Xfit = np.linspace(1.5, 5.5)[:, None]
plt.plot(X, y, "bo")
plt.plot(Xfit, clf.predict(Xfit), "r-")
plt.xlabel("Distance")
plt.ylabel("energy")
plt.legend(["data", "fit"]);
Exercises Read more about these sklearn functions. How would you plot the fit for each polynomial degree?
Summary¶
We illustrated how to leverage sklearn
to do a single hyperparameter optimization here, the polynomial order.
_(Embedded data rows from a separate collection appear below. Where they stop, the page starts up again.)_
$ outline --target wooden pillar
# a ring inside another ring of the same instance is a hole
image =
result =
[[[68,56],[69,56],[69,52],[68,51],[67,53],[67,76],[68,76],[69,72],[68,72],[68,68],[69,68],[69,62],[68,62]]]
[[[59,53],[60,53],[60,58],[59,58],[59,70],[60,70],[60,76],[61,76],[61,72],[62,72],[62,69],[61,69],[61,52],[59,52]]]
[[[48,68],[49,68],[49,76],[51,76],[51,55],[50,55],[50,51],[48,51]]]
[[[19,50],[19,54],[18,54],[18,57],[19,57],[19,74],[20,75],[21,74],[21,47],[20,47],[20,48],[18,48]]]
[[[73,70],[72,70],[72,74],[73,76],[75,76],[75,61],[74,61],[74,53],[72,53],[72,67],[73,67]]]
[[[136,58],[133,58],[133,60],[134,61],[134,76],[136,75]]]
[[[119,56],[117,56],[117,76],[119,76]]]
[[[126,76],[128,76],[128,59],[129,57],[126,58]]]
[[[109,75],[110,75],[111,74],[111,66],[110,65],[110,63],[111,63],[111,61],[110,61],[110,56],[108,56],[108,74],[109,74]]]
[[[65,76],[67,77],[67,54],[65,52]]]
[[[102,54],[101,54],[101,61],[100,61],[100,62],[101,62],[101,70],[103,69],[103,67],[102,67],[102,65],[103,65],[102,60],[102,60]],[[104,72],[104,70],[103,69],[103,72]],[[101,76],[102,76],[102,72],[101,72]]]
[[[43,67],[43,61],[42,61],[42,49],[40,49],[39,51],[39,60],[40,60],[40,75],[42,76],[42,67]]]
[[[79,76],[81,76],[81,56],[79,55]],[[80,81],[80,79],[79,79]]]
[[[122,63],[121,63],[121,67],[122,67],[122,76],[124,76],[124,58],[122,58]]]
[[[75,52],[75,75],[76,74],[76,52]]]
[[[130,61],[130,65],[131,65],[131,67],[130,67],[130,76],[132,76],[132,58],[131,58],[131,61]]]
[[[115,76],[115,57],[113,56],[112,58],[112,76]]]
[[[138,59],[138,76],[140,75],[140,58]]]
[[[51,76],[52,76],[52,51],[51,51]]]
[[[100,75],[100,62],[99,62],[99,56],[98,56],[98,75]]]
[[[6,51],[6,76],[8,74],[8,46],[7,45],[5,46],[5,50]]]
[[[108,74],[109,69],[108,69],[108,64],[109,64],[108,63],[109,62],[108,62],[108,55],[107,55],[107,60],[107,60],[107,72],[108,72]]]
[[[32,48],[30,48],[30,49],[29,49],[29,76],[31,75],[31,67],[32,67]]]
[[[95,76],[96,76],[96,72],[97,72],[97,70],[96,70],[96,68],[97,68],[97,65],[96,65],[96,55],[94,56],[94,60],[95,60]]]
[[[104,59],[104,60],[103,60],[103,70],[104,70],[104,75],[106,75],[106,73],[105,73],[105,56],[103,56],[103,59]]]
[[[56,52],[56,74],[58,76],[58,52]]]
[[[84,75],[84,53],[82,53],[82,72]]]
Typical machine learning methods have many hyperparameters. We could add new ones here if you include regularization, e.g Lasso, or Ridge would add one more hyperparameter, and Elastic net would add two. Neural networks have hyperparameters that include how many hidden layers, how many neurons per layer, and which activation functions to use. As the number of parameters grow, it is increasingly important to have automated methods for exploring and optimizing them, as well as principled methods for deciding which models are better.